The group becomes a microcosm of the social system it was determined to change. In the end, the infighting and jealousy, the head-banging and name-calling, the labeling and prejudicial airs become no better than the macrocosm it emulates and duplicates.

I am all alone, one within myself.

This is what makes me totally human, original, and free. This is why I don't need Prozac, don't need alcohol, don't need drugs, and don't need groups. I do need friends, but only a few... and very truthful, and very faithful ones.

This is why I can fly when I play; it is why so many people can fly with me when I play. It is why my CDs sell while other, faster, greater pianists' CDs don't sell half as well. I am in LOVE when I play, with my life, with my self, with my magical gift.

This is why I am a jazz musician when I could be in any number of other much higher-paying occupations with much less discrimination. And it is why I won't ever conform to the way others play or think I should play. It is why I will never be a good little band-member.

It is why I am a leader.

It is why I choose to play only with musicians who are not driven by ego but by spirit, not by competition but by love.

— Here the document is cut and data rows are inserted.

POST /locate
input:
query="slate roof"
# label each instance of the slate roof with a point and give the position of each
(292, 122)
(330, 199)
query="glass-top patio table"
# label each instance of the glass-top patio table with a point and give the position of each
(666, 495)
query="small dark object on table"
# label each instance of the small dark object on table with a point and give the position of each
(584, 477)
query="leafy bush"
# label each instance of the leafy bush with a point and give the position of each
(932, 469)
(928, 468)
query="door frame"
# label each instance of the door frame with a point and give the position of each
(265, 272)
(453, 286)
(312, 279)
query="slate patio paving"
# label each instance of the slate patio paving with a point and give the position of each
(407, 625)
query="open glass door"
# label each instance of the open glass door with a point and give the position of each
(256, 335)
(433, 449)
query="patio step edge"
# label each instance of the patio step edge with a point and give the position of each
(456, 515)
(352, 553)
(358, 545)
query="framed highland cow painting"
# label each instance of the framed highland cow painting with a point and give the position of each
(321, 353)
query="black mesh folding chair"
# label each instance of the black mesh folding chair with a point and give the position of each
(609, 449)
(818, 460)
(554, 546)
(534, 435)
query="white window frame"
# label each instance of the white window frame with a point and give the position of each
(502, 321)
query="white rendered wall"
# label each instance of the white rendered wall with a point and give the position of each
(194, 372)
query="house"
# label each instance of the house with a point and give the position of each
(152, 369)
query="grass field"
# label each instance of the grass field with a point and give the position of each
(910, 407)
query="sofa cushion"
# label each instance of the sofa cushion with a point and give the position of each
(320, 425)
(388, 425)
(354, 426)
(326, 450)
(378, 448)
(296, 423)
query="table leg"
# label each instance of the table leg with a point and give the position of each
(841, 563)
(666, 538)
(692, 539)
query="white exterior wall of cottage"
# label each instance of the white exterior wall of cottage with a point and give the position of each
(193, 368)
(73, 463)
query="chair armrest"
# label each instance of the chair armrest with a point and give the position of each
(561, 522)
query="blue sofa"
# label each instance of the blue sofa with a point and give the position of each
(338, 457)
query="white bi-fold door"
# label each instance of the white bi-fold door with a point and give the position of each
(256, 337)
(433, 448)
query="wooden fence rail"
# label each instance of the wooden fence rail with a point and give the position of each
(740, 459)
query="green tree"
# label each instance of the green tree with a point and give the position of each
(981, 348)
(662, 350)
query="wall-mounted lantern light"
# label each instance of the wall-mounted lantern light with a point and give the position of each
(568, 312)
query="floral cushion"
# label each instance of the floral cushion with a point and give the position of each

It is why I play alone, fearlessly.

My truth is in front of me, behind me, around me, and within me. I am surrounded by the truth of my life. And it is good.

Someone said of my playing, 'If you go to New York City and play a clichÈ or a quote, they won't let you play at all.' 'They' meaning the men in charge.

Let me play? Why would I want to play for people who would stop me from being me and doing what I do? Why would I bother? And why is New York City the only place that this law applies? What about Seattle? Des Moines? Oakland? Is this law posted on signs in public places where quotes might be played? Is there a fine, or the risk of imprisonment?

In truth, that person (a well-known jazz musician) believes that lie. He lives that lie every time he plays, and it cripples his self-expression, because he always has to edit every single phrase he plays to make sure that he never, ever quotes from another piece of music.

What a cross to bear! Miles and 'Trane never had to be so terrified of breaking a law like that. If there were a law, Dexter broke it a thousand times a night.

Lies are like that. They cripple free will. They invade a life and turn that life to stone. We wind up thinking of ourselves as victims.

Life is about expression and movement and free will; about dynamism and flux and change and growth. About getting knocked down and getting back up. About doing the right thing.

The right thing won't make you popular. Or famous. Or well-liked. It won't make you more money, and it might cost you everything. It might cost you your life.

Some call that stupid.

I call it truth. To me, that's the right thing.